Homer Kilgo (left) a World War I veteran.



"In Flanders Fields the poppies blow between the crosses row on row . . . "

When I was a little girl in Ashburn, Georgia in the 1950s, it was the custom on Veteran’s Day for the American Legion to sell blood-red crepe paper poppies. People bought them to wear in lapels as a symbol of remembrance of the war dead.

No doubt the idea of the paper poppies came from what is probably the most quoted war-related poem of all time: Flanders Fields. In my growing-up years, no child escaped grade school without memorizing it. I had not thought of the poem in decades until this Veteran’s Day. When I reread it, it came as a shock to me to read its final lines in which the author urges the living to take up the same cause as those who have fallen. I had not remembered the poem as being so adamantly pro-war, but it sounds that way to me now.

Around the world “gardens of stone” tell one part of the story of war. Each gravestone represents, not just a death, but an end to possibilities: no begetting of offspring who might one day cure cancer or make other discoveries that would change the world for the better. Those who have fought for freedom for their homelands deserve to be remembered and honored, not just for their sacrifice of their lives, but also for the sacrifice civilization has made of all the might-have-beens in a life cut short.

Yet, all wars are not honorable; ego, lust for power or money, religious intolerance and ethnic prejudice have populated more gardens of stone than any disease might have. For every just and necessary war, there have no doubt been hundreds fought merely for power and gold.

I’m thinking of such horrific events as Alexander’s conquest of the known world or Hitler’s insane attempt at the same goal. There is no honor due to savage soldiers who, at the command of an egotistical madman, massacred because they could. Yet, even in those cases, it’s not always possible to condemn the individual soldier, the one who fought because he had no choice—the decent man caught in an indecent situation where to refuse to fight would be suicide and the death of his own family.
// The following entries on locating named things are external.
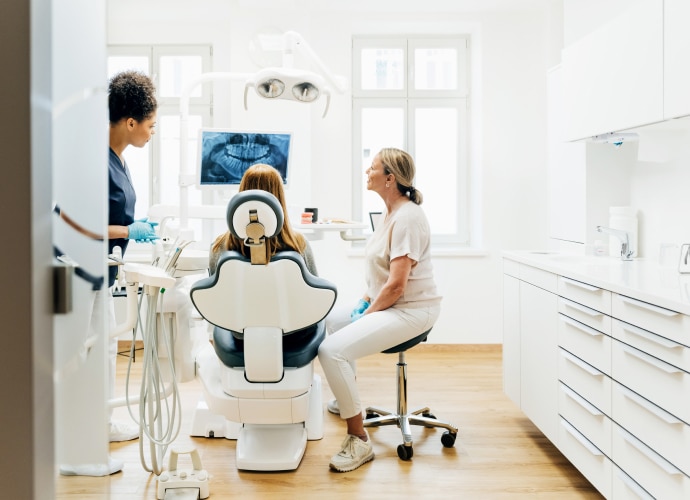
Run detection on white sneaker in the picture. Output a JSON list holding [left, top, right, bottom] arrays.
[[326, 399, 340, 415], [110, 420, 139, 443], [60, 457, 125, 476], [329, 431, 374, 472]]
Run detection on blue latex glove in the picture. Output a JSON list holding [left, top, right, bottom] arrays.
[[350, 299, 371, 321], [127, 219, 158, 243]]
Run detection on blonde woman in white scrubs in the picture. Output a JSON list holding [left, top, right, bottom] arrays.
[[319, 148, 441, 472]]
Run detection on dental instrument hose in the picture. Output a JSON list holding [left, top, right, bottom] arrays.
[[125, 285, 182, 475]]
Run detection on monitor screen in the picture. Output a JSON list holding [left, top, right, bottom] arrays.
[[199, 129, 291, 188]]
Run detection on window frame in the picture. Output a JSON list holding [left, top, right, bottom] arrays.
[[352, 34, 471, 247], [108, 44, 213, 213]]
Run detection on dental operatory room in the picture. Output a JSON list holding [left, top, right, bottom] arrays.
[[6, 0, 690, 500]]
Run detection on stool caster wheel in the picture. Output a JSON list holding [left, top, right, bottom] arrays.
[[441, 431, 457, 448], [398, 444, 414, 461]]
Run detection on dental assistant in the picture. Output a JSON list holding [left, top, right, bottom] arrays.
[[103, 71, 158, 442], [319, 148, 441, 472]]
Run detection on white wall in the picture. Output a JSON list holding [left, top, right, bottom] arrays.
[[108, 0, 562, 343]]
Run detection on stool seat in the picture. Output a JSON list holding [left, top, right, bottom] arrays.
[[382, 328, 431, 354], [364, 329, 458, 460]]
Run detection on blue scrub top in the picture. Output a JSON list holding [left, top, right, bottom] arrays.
[[108, 149, 137, 287]]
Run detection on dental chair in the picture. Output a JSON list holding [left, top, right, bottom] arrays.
[[190, 190, 337, 471]]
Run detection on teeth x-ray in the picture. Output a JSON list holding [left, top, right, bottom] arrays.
[[199, 130, 290, 186]]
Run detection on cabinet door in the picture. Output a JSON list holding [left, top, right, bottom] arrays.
[[664, 0, 690, 118], [503, 274, 520, 407], [547, 66, 587, 244], [563, 0, 664, 140], [520, 281, 558, 443]]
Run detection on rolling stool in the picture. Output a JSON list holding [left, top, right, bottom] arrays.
[[364, 329, 458, 460]]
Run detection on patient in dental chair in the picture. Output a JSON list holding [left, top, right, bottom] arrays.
[[208, 163, 318, 276]]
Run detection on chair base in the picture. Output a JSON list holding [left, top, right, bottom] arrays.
[[190, 344, 323, 471], [364, 351, 458, 460]]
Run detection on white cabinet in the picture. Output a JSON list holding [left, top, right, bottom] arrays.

One of the oddest experiences I’ve ever had occurred at a friend’s house where we gathered with her German guests. We spoke no German and they spoke little English. However, we managed to communicate and, in the course of an evening made an astonishing discovery: of the three men present in the room—two Americans and one German—all three had a father at the site of the same World War II battle at the same time. Those three soldiers lived to tell the story and to escape the gardens of stone, thus making possible the gathering that took place that night some 50 years later.

Perhaps the real lesson from the gardens of stone and Flanders Fields is that while we rightly honor those who gave their lives for freedom, remembrance is not enough. It is the responsibility of the descendents of both the deceased and the survivors to teach subsequent generations to let old wounds heal and to forge the kinds of connections that will ultimately turn foes into friends.